Assessment of image quality and radiation dose of prospectively ECG-triggered adaptive dual-source coronary computed tomography angiography (cCTA) with arrhythmia rejection algorithm in systole versus diastole: a retrospective cohort study.

In this study, we sought to evaluate the image quality and effective radiation dose of prospectively ECG-triggered adaptive systolic (PTA-systolic) dual-source CTA versus prospectively triggered adaptive diastolic (PTA-diastolic) dual-source CTA in patients of unselected heart rate and rhythm. This retrospective cohort study consisted of 41 PTA-systolic and 41 matched PTA-diastolic CTA patients whom underwent clinically indicated 128-slice dual source CTA between December 2010 to June 2012. Image quality and motion artifact score (both on a Likert scale 1-4 with 4 being the best), effective dose, and CTDIvol were compared. The effect of heart rate (HR) and heart rate variability [HRV] on image motion artifact score and CTDIvol was analyzed with Pearson's correlation coefficient. All 82 exams were considered diagnostic with 0 non-diagnostic segments. PTA-systolic CTA patients had a higher maximum HR, wider HRV, were less likely to be in sinus rhythm, and received less beta-blocker vs. PTA-diastolic CTA patients.

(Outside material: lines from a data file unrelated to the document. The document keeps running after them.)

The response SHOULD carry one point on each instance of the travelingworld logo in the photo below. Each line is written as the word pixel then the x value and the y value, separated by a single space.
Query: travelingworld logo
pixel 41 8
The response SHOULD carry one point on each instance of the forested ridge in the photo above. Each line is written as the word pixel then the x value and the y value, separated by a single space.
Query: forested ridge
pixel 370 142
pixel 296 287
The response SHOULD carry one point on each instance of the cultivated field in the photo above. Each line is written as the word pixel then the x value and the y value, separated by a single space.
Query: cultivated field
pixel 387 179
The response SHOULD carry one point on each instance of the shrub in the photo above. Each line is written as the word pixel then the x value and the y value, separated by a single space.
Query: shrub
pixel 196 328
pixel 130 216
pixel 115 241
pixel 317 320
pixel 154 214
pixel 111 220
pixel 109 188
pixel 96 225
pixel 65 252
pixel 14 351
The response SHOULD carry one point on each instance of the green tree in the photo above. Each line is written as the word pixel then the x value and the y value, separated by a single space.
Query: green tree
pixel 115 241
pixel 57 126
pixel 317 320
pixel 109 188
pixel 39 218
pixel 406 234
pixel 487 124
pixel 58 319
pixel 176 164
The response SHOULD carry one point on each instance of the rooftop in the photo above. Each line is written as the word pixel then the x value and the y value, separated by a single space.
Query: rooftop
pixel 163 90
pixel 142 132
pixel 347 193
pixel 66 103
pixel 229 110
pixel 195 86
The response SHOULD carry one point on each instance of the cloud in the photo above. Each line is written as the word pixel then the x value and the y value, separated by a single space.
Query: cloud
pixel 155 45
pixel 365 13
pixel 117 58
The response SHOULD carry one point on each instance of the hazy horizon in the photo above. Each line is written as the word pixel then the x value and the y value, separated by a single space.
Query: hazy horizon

No difference in effective dose was observed (PTA-systolic vs. PTA-diastolic CTA: 2.9 vs. 2.2 mSv, p = 0.26). Image quality score (3.3 vs. 3.5, p < 0.05) and motion artifact score (3.5 vs. 3.8, p < 0.05) were lower in PTA-systolic CTAs than in PTA-diastolic CTAs. For PTA-systolic CTAs, an increase in HR was not associated with a negative impact on motion artifact score nor CTDIvol. For PTA-diastolic CTA, an increase in HR was associated with increased motion artifacts and CTDIvol. HRV demonstrated no correlation with motion artifact and CTDIvol for both PTA-systolic and PTA-diastolic CTAs. In conclusion, both PTA-diastolic CTA and PTA-systolic CTA yielded diagnostic examinations at unselected heart rates and rhythms with similar effective radiation, but PTA-systolic CTA resulted in more consistent radiation exposure and image quality across a wide range of rates and rhythms.